Since teaming up with designer Catherine Griffiths (they live and work together), Connew’s books have evolved into a design sequence of their own. While each tells an individual story, the most recent have become objets d’art themselves, celebrating the aesthetics of page design, size, materials and printing and binding style. This is the work of Vapour Momenta Books: an at-times extraordinarily rich process showing what can happen when photographer and graphic designer truly collaborate.
Connew’s documentary speciality, 35mm available light photography, reveals his bent and expertise, as a fundamentally humanist photographer – focusing on the average person and their everyday experiences. Over the years his work has evolved from photojournalism to art photography – moving from the ‘found’ photo to images (and books) that have been created to fulfil the creative vision of the artist.
On the road to an ambush
In 1989, Connew spent five weeks in Burma, observing the Karen people’s war with Burmese government troops. The book was published in 1999. It’s not a subject likely to push a book to the top of the bestseller list: “One crucial theme is the capriciousness of death, including the untimely death of my wife,” says the photographer.
“Because the book mixes genres it completely confused reviewers, publishers and bookshops. Where do you put it – photography/history/biography? It includes all of those.” Connew wanted to make a book that people would sit reading, rather than just look at – this informed the choice of format, purposefully smaller than the standard photographic book.
The making of Ambush followed what is now the couple’s standard modus operandi: Connew developed the text and a sequence of images, letters and ephemera, then put a rubber band around it and handed it to Griffiths to design. He then went off to India for three weeks with his daughter, returning to a 98% finished layout. He says presenting a complete book concept is easier for a publisher than an odd outline such as, “Ah, it will have 50 photos, some text I’ll write, faxes, letters and a few items I’ve collected…”
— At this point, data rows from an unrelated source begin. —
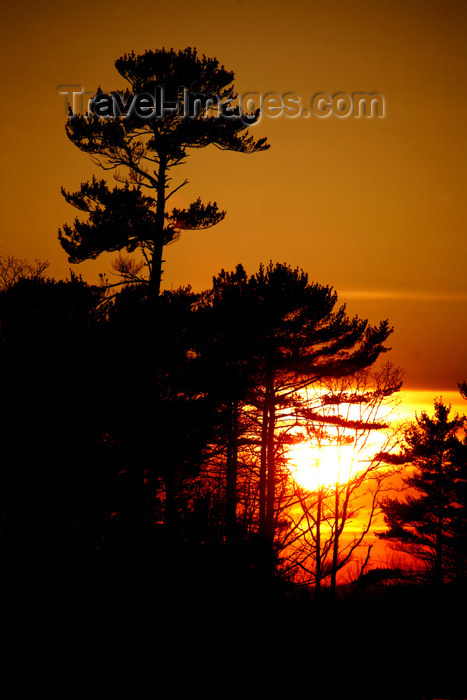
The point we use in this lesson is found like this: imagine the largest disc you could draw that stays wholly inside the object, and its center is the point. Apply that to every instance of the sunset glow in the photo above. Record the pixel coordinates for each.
(312, 468)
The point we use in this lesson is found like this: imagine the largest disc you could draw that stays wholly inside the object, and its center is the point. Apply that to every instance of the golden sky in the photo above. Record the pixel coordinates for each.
(377, 208)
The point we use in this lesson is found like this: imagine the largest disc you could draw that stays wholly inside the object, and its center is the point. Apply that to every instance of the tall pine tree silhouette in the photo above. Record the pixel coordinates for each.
(143, 148)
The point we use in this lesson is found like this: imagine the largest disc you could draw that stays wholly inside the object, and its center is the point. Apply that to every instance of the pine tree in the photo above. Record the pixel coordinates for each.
(144, 150)
(426, 522)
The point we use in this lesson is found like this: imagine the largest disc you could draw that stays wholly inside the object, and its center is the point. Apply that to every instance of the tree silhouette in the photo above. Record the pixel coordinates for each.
(143, 152)
(426, 523)
(343, 414)
(301, 341)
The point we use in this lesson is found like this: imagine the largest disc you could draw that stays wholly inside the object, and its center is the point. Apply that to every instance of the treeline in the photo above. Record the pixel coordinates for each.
(204, 393)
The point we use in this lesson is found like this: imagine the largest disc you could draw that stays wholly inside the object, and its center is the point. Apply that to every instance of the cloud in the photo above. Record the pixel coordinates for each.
(403, 295)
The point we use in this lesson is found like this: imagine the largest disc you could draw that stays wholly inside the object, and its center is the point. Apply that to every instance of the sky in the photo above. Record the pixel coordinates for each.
(375, 208)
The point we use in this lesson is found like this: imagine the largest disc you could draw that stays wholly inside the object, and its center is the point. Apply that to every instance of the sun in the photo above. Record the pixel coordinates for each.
(313, 468)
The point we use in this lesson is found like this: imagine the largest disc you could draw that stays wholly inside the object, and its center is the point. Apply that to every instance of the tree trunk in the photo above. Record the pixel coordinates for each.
(271, 477)
(263, 465)
(232, 468)
(156, 262)
(318, 574)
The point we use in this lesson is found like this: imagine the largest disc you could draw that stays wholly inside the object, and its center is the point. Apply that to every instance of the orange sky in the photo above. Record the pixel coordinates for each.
(376, 208)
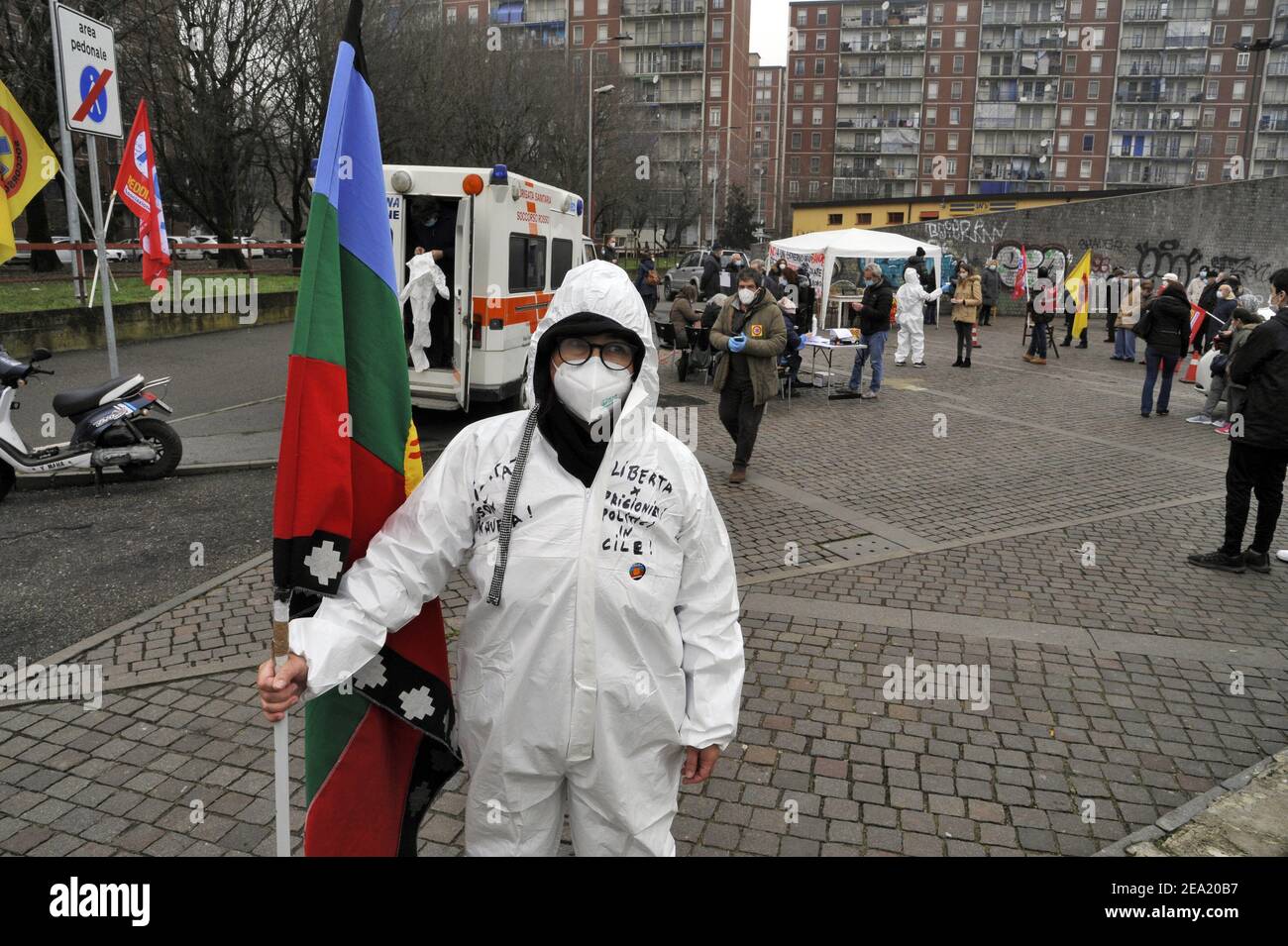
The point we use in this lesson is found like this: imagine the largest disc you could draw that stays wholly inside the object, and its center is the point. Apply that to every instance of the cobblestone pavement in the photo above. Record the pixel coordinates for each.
(1042, 538)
On the Way to an Ambush, by Bruce Connew.
Muttonbirds – part of a story
“This was intended as a political book … about those who have or have not the right, through whakapapa, to collect muttonbirds. The point of the book, working with a beneficial owner of Taukihepa, a muttonbirder, was to make this issue public.
“ In one breath, it is about the beauty of these extraordinary migratory birds, and the photographs show that. In another breath, it is about a family who have seen their right to collect muttonbirds sidelined. So, the book, the photographs and the oral history with Dean Tiemi Te Au, was constructed to help begin a process of redemption for the family, and in part to assist in the process of resolution of the issue."
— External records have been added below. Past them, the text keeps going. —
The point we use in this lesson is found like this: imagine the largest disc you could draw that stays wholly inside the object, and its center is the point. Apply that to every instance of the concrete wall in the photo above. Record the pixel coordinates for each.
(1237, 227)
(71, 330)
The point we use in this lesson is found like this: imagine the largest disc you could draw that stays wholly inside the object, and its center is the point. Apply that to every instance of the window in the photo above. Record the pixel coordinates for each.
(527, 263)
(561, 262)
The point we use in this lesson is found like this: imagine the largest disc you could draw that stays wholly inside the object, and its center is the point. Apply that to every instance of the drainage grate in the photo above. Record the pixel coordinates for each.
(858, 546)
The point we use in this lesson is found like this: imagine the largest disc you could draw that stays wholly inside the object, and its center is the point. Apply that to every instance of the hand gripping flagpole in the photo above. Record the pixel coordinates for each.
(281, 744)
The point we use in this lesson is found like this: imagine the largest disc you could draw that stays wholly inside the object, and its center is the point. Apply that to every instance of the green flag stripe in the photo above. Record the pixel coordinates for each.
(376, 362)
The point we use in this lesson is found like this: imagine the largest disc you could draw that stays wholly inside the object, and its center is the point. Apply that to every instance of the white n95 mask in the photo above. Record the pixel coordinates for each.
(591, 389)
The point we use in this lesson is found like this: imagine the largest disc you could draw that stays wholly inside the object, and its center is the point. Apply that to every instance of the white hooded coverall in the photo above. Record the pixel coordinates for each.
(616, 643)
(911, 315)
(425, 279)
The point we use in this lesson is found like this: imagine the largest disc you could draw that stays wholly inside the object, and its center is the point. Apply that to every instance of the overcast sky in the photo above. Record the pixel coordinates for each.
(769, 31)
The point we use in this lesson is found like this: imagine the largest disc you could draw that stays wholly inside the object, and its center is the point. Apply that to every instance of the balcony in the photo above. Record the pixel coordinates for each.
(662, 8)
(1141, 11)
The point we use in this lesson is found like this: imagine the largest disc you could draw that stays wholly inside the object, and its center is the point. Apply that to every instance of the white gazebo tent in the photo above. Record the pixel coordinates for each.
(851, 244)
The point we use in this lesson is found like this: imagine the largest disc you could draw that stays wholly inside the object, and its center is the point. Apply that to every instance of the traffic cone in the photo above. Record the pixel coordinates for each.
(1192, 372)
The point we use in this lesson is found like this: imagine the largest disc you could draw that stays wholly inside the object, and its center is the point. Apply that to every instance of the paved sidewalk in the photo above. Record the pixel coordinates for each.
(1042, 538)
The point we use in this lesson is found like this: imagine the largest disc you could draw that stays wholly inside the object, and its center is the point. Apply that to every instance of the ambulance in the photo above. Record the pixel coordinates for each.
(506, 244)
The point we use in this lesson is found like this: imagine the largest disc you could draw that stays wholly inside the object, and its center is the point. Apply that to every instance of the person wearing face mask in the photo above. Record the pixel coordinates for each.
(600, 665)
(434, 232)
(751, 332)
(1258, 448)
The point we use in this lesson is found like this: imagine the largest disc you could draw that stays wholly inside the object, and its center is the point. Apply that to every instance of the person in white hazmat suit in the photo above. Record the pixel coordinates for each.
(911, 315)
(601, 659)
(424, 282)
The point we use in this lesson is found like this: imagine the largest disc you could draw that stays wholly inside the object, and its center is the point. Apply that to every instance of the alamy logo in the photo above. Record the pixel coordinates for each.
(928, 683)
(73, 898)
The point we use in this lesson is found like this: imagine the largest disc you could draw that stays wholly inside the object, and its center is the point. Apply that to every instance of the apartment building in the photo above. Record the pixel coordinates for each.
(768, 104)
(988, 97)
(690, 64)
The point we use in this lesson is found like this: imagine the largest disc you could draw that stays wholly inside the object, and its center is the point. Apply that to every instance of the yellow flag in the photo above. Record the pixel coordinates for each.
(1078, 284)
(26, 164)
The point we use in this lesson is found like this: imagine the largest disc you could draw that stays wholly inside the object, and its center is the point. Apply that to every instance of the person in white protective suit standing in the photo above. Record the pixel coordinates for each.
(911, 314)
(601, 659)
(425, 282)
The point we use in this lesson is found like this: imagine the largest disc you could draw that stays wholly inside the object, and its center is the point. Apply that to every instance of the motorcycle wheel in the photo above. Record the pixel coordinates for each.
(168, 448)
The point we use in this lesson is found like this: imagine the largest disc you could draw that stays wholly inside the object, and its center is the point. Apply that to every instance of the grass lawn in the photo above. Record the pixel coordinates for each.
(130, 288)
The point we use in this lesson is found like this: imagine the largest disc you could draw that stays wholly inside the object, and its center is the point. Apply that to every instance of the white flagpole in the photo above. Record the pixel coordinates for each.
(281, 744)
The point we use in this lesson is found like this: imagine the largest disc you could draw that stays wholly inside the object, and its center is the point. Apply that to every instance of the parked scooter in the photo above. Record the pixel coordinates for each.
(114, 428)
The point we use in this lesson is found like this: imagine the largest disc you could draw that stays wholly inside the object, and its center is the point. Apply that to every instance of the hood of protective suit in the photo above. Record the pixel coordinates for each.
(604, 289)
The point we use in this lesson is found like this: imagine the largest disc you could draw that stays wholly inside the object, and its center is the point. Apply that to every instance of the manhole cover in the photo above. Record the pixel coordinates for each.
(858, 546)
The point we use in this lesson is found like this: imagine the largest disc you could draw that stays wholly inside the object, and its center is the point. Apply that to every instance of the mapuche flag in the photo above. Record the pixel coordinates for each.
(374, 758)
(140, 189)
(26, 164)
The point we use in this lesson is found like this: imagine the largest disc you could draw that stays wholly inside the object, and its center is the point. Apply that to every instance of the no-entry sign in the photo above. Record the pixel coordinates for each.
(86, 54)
Despite his overtly political intention, Connew wanted this book to feel like an artist’s creation, not the work of a pamphleteer – as Victoria University Press’ Fergus Barrowman describes it, “a bomb in plain wrapping”. Griffiths' use of French folding, wire binding and brown paper provided just the understated tone he wanted: low-key, almost blue collar.
Griffiths says the choice of brush calligraphy for the cover of Muttonbirds was instinctive. It was then a happy design accident that the words actually looked like birds, flying in on the front, flying away on the back, migratory.
Muttonbirds, by Bruce Connew
Stopover
This time Connew’s focus was a small Indian-Fijian sugar cane settlement. The Stopover photographs came out of seven visits to Vatiyaka over three-and-a-half years. They set an extended family at the heart of a story about migration, and are supported by his narrative captions and a fictional story by Brij V Lal.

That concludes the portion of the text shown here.